🤖 AI Summary
This work addresses the degradation in generation quality of diffusion models under few-step sampling, which stems from insufficient cross-temporal consistency in the denoising trajectory. The authors propose the first formulation of the diffusion process as a Markov reward process, reframing denoising as a policy evaluation problem in reinforcement learning. To enforce consistency across multi-step denoising paths, they introduce a temporal difference (TD) objective that penalizes trajectory inconsistencies and incorporate a sample reweighting strategy to stabilize training.

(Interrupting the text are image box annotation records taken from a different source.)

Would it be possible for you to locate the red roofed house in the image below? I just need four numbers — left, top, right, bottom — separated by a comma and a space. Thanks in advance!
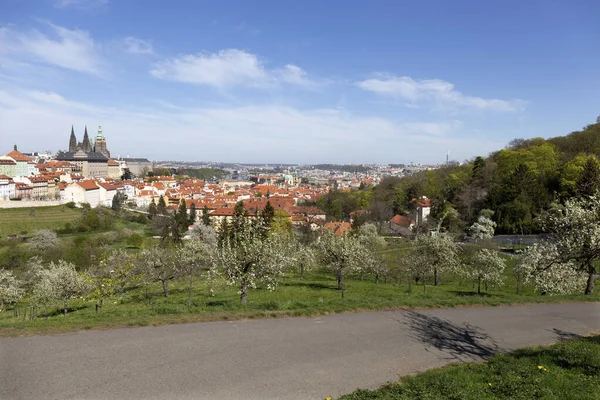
412, 196, 431, 225
7, 145, 35, 176
63, 181, 100, 207
325, 222, 352, 236
0, 175, 16, 200
390, 214, 415, 236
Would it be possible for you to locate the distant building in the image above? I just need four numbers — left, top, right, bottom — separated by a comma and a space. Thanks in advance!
119, 157, 153, 176
61, 126, 110, 178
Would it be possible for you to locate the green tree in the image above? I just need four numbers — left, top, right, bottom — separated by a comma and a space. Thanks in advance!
148, 199, 158, 219
517, 194, 600, 295
175, 197, 189, 233
575, 157, 600, 197
202, 205, 210, 226
262, 201, 275, 227
189, 202, 196, 225
156, 195, 167, 215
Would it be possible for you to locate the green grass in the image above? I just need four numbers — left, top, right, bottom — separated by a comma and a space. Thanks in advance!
0, 272, 600, 336
339, 336, 600, 400
0, 206, 81, 239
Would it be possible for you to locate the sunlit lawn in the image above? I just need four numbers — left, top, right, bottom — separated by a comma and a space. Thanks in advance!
0, 271, 599, 336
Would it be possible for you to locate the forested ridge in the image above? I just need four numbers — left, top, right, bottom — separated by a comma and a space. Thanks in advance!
318, 123, 600, 234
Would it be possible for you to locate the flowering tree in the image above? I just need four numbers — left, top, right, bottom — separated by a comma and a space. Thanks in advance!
460, 249, 506, 294
469, 210, 496, 242
405, 235, 460, 291
177, 238, 217, 307
85, 250, 135, 312
29, 229, 58, 253
138, 246, 179, 297
215, 224, 295, 304
0, 269, 25, 312
358, 223, 389, 283
317, 232, 372, 298
294, 243, 317, 279
33, 260, 89, 315
517, 195, 600, 295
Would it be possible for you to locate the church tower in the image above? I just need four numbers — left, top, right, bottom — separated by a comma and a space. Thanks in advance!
81, 125, 92, 153
94, 125, 110, 158
69, 125, 77, 151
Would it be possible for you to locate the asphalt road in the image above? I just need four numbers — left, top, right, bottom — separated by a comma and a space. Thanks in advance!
0, 303, 600, 400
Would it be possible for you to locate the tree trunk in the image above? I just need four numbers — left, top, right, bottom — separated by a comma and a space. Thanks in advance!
188, 276, 194, 308
162, 279, 169, 297
585, 263, 596, 296
240, 278, 248, 304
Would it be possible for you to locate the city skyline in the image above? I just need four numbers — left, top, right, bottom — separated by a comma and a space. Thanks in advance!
0, 0, 600, 164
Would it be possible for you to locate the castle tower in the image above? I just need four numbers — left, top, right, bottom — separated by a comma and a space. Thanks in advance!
94, 125, 110, 158
69, 125, 77, 151
81, 125, 92, 153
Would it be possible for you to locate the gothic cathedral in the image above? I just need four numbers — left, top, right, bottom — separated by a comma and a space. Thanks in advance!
69, 126, 110, 158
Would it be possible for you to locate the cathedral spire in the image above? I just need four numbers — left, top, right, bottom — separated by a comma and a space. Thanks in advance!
69, 125, 77, 151
82, 125, 92, 153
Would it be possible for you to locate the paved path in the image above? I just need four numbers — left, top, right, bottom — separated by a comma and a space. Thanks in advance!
0, 303, 600, 400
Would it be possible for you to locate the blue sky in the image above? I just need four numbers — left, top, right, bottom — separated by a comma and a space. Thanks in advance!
0, 0, 600, 163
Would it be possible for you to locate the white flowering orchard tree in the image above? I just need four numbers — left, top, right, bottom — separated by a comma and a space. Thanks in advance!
29, 229, 58, 253
138, 246, 179, 297
317, 232, 372, 298
33, 260, 89, 315
516, 195, 600, 295
177, 238, 216, 307
406, 235, 461, 291
0, 269, 25, 312
84, 250, 135, 313
294, 243, 317, 279
215, 224, 296, 304
469, 210, 496, 242
358, 223, 389, 283
460, 249, 506, 294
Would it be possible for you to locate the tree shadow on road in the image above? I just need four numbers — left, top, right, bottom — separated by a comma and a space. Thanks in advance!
404, 311, 502, 361
548, 328, 581, 342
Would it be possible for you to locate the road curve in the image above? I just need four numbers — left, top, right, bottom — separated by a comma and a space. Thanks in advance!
0, 303, 600, 400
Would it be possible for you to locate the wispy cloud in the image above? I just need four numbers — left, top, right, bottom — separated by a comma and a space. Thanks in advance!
0, 23, 105, 76
123, 36, 154, 54
235, 22, 260, 35
150, 49, 316, 89
356, 76, 526, 112
54, 0, 108, 8
0, 90, 488, 163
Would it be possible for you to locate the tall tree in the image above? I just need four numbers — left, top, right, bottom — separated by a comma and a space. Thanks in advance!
317, 233, 371, 298
175, 197, 189, 233
202, 204, 210, 226
156, 195, 167, 215
262, 201, 275, 227
517, 195, 600, 295
148, 199, 158, 219
460, 249, 506, 294
575, 157, 600, 197
189, 202, 196, 225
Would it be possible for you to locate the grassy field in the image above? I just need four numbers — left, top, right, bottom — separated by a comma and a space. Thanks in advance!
0, 266, 600, 336
0, 206, 81, 239
339, 336, 600, 400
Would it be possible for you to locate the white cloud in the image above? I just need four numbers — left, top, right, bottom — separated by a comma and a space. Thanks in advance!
0, 24, 105, 75
0, 90, 500, 163
54, 0, 108, 8
356, 76, 525, 112
123, 36, 154, 54
150, 49, 316, 89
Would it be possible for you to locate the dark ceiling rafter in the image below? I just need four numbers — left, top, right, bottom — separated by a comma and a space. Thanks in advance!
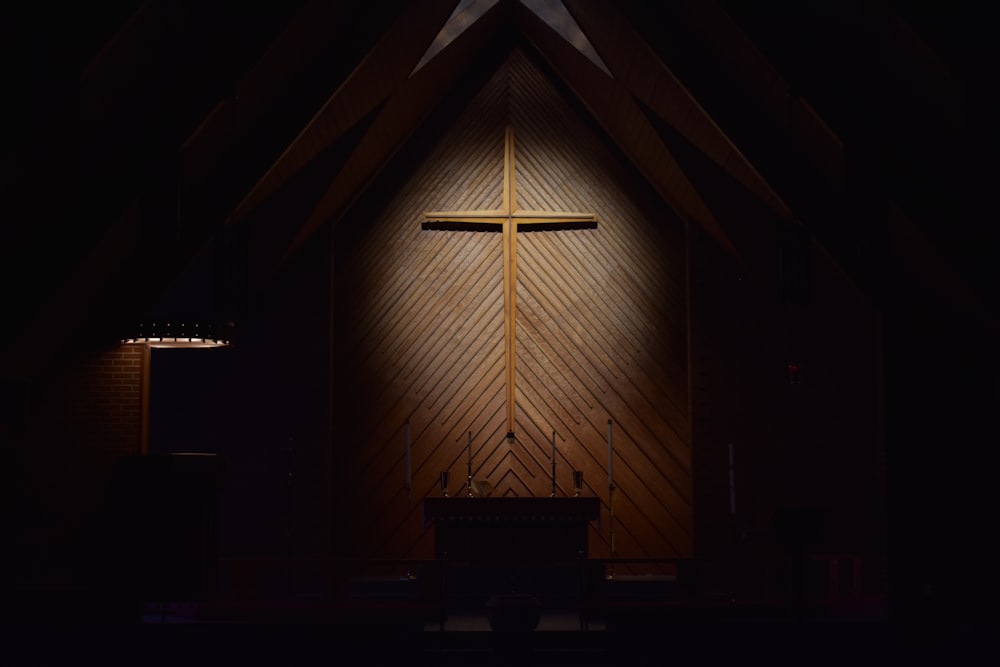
232, 0, 455, 227
521, 1, 742, 262
563, 0, 792, 224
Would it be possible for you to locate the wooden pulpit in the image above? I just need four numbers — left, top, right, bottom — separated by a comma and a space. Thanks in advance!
424, 496, 601, 565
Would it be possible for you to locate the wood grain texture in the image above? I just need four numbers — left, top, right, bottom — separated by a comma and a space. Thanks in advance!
334, 45, 692, 557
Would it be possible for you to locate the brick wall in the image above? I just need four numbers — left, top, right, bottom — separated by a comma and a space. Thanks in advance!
6, 345, 148, 586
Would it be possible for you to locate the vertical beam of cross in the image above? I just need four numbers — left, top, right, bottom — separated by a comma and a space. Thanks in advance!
423, 125, 597, 444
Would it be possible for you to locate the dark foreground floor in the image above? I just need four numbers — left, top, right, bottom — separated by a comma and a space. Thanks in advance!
4, 615, 1000, 667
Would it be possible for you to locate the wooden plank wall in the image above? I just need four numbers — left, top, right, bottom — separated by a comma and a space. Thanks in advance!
334, 51, 692, 558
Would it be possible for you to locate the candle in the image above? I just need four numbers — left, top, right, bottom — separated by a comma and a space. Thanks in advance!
608, 419, 615, 486
729, 443, 736, 515
406, 420, 410, 491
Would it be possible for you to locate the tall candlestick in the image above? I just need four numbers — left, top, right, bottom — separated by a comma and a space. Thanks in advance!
552, 431, 556, 498
406, 420, 410, 491
608, 419, 615, 486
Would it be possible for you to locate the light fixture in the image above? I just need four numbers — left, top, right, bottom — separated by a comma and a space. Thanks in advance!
122, 322, 233, 348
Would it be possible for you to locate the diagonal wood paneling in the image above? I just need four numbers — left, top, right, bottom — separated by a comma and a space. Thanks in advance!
335, 45, 692, 557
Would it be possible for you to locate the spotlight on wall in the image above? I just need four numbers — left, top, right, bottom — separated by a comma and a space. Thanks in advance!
122, 322, 233, 348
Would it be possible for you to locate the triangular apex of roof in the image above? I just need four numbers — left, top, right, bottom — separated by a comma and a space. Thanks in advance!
413, 0, 611, 76
276, 30, 742, 268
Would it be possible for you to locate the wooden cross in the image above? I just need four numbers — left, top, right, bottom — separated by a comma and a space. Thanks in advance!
423, 126, 597, 444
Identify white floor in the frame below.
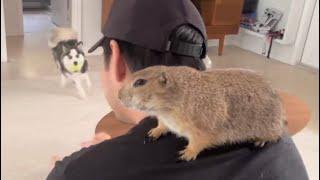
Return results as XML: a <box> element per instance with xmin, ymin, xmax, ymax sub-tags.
<box><xmin>1</xmin><ymin>10</ymin><xmax>319</xmax><ymax>180</ymax></box>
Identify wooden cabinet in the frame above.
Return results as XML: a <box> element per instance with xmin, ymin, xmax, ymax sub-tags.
<box><xmin>101</xmin><ymin>0</ymin><xmax>244</xmax><ymax>55</ymax></box>
<box><xmin>192</xmin><ymin>0</ymin><xmax>244</xmax><ymax>55</ymax></box>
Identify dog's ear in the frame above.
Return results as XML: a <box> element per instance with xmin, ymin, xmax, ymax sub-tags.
<box><xmin>62</xmin><ymin>45</ymin><xmax>68</xmax><ymax>53</ymax></box>
<box><xmin>77</xmin><ymin>41</ymin><xmax>83</xmax><ymax>49</ymax></box>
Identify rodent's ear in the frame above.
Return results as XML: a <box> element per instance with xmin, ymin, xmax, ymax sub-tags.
<box><xmin>77</xmin><ymin>41</ymin><xmax>83</xmax><ymax>49</ymax></box>
<box><xmin>62</xmin><ymin>45</ymin><xmax>68</xmax><ymax>53</ymax></box>
<box><xmin>159</xmin><ymin>72</ymin><xmax>168</xmax><ymax>85</ymax></box>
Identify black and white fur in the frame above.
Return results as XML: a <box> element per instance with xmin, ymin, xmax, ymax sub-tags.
<box><xmin>49</xmin><ymin>28</ymin><xmax>91</xmax><ymax>99</ymax></box>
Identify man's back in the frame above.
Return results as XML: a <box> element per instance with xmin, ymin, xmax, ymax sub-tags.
<box><xmin>49</xmin><ymin>118</ymin><xmax>308</xmax><ymax>180</ymax></box>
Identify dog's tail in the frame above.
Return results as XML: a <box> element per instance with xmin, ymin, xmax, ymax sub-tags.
<box><xmin>48</xmin><ymin>27</ymin><xmax>78</xmax><ymax>48</ymax></box>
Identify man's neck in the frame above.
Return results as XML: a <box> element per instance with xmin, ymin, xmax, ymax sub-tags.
<box><xmin>114</xmin><ymin>112</ymin><xmax>146</xmax><ymax>124</ymax></box>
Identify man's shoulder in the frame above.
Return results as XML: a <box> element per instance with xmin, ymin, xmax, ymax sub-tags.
<box><xmin>66</xmin><ymin>119</ymin><xmax>307</xmax><ymax>180</ymax></box>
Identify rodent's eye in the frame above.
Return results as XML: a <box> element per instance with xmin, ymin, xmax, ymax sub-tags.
<box><xmin>133</xmin><ymin>79</ymin><xmax>147</xmax><ymax>87</ymax></box>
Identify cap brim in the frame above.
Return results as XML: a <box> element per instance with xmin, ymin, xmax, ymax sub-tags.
<box><xmin>88</xmin><ymin>37</ymin><xmax>106</xmax><ymax>53</ymax></box>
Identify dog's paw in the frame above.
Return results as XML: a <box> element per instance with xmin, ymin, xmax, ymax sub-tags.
<box><xmin>148</xmin><ymin>128</ymin><xmax>164</xmax><ymax>141</ymax></box>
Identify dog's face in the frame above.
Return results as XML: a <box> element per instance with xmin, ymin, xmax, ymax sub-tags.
<box><xmin>62</xmin><ymin>49</ymin><xmax>85</xmax><ymax>73</ymax></box>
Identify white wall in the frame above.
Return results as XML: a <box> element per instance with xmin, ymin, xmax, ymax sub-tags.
<box><xmin>228</xmin><ymin>0</ymin><xmax>316</xmax><ymax>65</ymax></box>
<box><xmin>301</xmin><ymin>0</ymin><xmax>319</xmax><ymax>69</ymax></box>
<box><xmin>82</xmin><ymin>0</ymin><xmax>103</xmax><ymax>55</ymax></box>
<box><xmin>1</xmin><ymin>0</ymin><xmax>7</xmax><ymax>62</ymax></box>
<box><xmin>51</xmin><ymin>0</ymin><xmax>71</xmax><ymax>27</ymax></box>
<box><xmin>3</xmin><ymin>0</ymin><xmax>23</xmax><ymax>36</ymax></box>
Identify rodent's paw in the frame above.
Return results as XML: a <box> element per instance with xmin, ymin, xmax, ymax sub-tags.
<box><xmin>148</xmin><ymin>127</ymin><xmax>164</xmax><ymax>141</ymax></box>
<box><xmin>254</xmin><ymin>141</ymin><xmax>267</xmax><ymax>148</ymax></box>
<box><xmin>179</xmin><ymin>147</ymin><xmax>198</xmax><ymax>161</ymax></box>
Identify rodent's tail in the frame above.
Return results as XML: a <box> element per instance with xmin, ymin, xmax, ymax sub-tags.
<box><xmin>48</xmin><ymin>27</ymin><xmax>78</xmax><ymax>48</ymax></box>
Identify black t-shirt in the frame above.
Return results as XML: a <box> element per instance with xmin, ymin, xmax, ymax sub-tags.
<box><xmin>48</xmin><ymin>118</ymin><xmax>308</xmax><ymax>180</ymax></box>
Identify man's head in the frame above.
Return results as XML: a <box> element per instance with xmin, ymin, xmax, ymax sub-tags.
<box><xmin>89</xmin><ymin>0</ymin><xmax>206</xmax><ymax>121</ymax></box>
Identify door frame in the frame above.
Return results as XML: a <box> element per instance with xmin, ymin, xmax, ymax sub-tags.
<box><xmin>71</xmin><ymin>0</ymin><xmax>82</xmax><ymax>41</ymax></box>
<box><xmin>1</xmin><ymin>0</ymin><xmax>8</xmax><ymax>63</ymax></box>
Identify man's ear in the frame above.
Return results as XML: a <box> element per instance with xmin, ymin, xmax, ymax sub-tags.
<box><xmin>159</xmin><ymin>72</ymin><xmax>168</xmax><ymax>86</ymax></box>
<box><xmin>109</xmin><ymin>40</ymin><xmax>127</xmax><ymax>82</ymax></box>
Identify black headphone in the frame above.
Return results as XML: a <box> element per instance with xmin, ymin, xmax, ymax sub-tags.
<box><xmin>166</xmin><ymin>41</ymin><xmax>207</xmax><ymax>59</ymax></box>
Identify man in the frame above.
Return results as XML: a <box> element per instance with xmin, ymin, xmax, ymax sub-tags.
<box><xmin>48</xmin><ymin>0</ymin><xmax>308</xmax><ymax>180</ymax></box>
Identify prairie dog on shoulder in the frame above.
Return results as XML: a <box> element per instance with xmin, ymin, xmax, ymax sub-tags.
<box><xmin>119</xmin><ymin>66</ymin><xmax>286</xmax><ymax>161</ymax></box>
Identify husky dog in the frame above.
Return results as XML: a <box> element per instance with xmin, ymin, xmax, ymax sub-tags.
<box><xmin>49</xmin><ymin>28</ymin><xmax>91</xmax><ymax>99</ymax></box>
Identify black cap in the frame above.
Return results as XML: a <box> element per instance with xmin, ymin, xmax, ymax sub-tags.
<box><xmin>89</xmin><ymin>0</ymin><xmax>207</xmax><ymax>58</ymax></box>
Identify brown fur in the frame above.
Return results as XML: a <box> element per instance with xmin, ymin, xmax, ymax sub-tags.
<box><xmin>119</xmin><ymin>66</ymin><xmax>285</xmax><ymax>161</ymax></box>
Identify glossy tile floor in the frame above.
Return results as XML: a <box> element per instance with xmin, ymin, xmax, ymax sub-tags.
<box><xmin>1</xmin><ymin>10</ymin><xmax>319</xmax><ymax>180</ymax></box>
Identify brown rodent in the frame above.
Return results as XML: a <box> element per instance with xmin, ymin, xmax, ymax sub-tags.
<box><xmin>119</xmin><ymin>66</ymin><xmax>286</xmax><ymax>161</ymax></box>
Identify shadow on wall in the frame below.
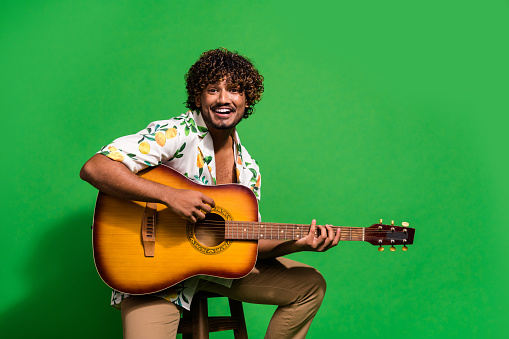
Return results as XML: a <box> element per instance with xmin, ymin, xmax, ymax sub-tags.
<box><xmin>0</xmin><ymin>211</ymin><xmax>122</xmax><ymax>338</ymax></box>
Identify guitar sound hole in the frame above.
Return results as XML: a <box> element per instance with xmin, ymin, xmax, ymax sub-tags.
<box><xmin>194</xmin><ymin>213</ymin><xmax>224</xmax><ymax>247</ymax></box>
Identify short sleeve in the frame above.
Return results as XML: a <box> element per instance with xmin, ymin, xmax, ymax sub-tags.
<box><xmin>98</xmin><ymin>120</ymin><xmax>185</xmax><ymax>173</ymax></box>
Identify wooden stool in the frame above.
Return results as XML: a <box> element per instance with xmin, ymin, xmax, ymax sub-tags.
<box><xmin>177</xmin><ymin>292</ymin><xmax>247</xmax><ymax>339</ymax></box>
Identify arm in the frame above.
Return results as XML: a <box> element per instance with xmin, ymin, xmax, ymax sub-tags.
<box><xmin>258</xmin><ymin>220</ymin><xmax>341</xmax><ymax>259</ymax></box>
<box><xmin>80</xmin><ymin>154</ymin><xmax>214</xmax><ymax>222</ymax></box>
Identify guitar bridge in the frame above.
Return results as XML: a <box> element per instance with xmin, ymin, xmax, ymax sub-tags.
<box><xmin>141</xmin><ymin>202</ymin><xmax>157</xmax><ymax>257</ymax></box>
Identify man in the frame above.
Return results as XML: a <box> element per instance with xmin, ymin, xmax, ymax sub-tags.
<box><xmin>80</xmin><ymin>49</ymin><xmax>340</xmax><ymax>339</ymax></box>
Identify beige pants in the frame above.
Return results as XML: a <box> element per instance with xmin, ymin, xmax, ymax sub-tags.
<box><xmin>121</xmin><ymin>258</ymin><xmax>325</xmax><ymax>339</ymax></box>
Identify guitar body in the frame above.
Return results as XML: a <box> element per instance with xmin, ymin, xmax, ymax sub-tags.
<box><xmin>93</xmin><ymin>165</ymin><xmax>258</xmax><ymax>294</ymax></box>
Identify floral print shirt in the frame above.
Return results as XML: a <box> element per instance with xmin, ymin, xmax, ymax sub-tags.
<box><xmin>98</xmin><ymin>111</ymin><xmax>261</xmax><ymax>309</ymax></box>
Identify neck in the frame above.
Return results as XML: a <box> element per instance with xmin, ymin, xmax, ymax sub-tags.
<box><xmin>207</xmin><ymin>126</ymin><xmax>235</xmax><ymax>153</ymax></box>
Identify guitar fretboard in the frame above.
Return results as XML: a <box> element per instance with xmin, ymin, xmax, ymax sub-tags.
<box><xmin>225</xmin><ymin>220</ymin><xmax>365</xmax><ymax>241</ymax></box>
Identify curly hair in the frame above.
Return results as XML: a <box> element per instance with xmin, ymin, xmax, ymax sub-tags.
<box><xmin>184</xmin><ymin>48</ymin><xmax>263</xmax><ymax>118</ymax></box>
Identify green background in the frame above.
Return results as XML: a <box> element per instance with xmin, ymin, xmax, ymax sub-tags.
<box><xmin>0</xmin><ymin>0</ymin><xmax>509</xmax><ymax>338</ymax></box>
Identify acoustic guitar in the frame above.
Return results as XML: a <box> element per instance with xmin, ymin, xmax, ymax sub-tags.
<box><xmin>93</xmin><ymin>165</ymin><xmax>415</xmax><ymax>294</ymax></box>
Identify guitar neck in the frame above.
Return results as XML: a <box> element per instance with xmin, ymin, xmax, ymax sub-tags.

The resulting method is universally applicable to both discrete- and continuous-time diffusion models and achieves substantial improvements in generation quality—measured by FID—under limited sampling steps, demonstrating particularly pronounced advantages in low-compute regimes.
📝 Abstract
Diffusion models are typically trained with objectives that focus on local denoising targets at individual time steps (or adjacent pairs), which do not enforce consistency between predictions along the denoising trajectory. This lack of cross-time consistency can degrade performance, especially for few-step samplers. We introduce a temporal difference (TD) objective that penalizes inconsistency of the model's multi-step progress along the denoising path. By reformulating the diffusion process as a Markov reward process and casting denoising as a policy evaluation problem in reinforcement learning, we derive a unified TD approach that applies to both discrete- and continuous-time diffusion formulations. We further propose a principled sample-based reweighting method that stabilizes training. Empirically, we show that using our TD training can significantly improve sample quality measured by FID, with stronger advantages when the number of sampling steps is small, highlighting its practical utility under low-computation-budget scenarios. We provide ablation studies to justify our design choices, including pairwise loss reweighting, regularization weight, and one-step stride. Overall, our TD approach can be a general drop-in that enforces cross-time consistency and improves generation quality across different diffusion generative models.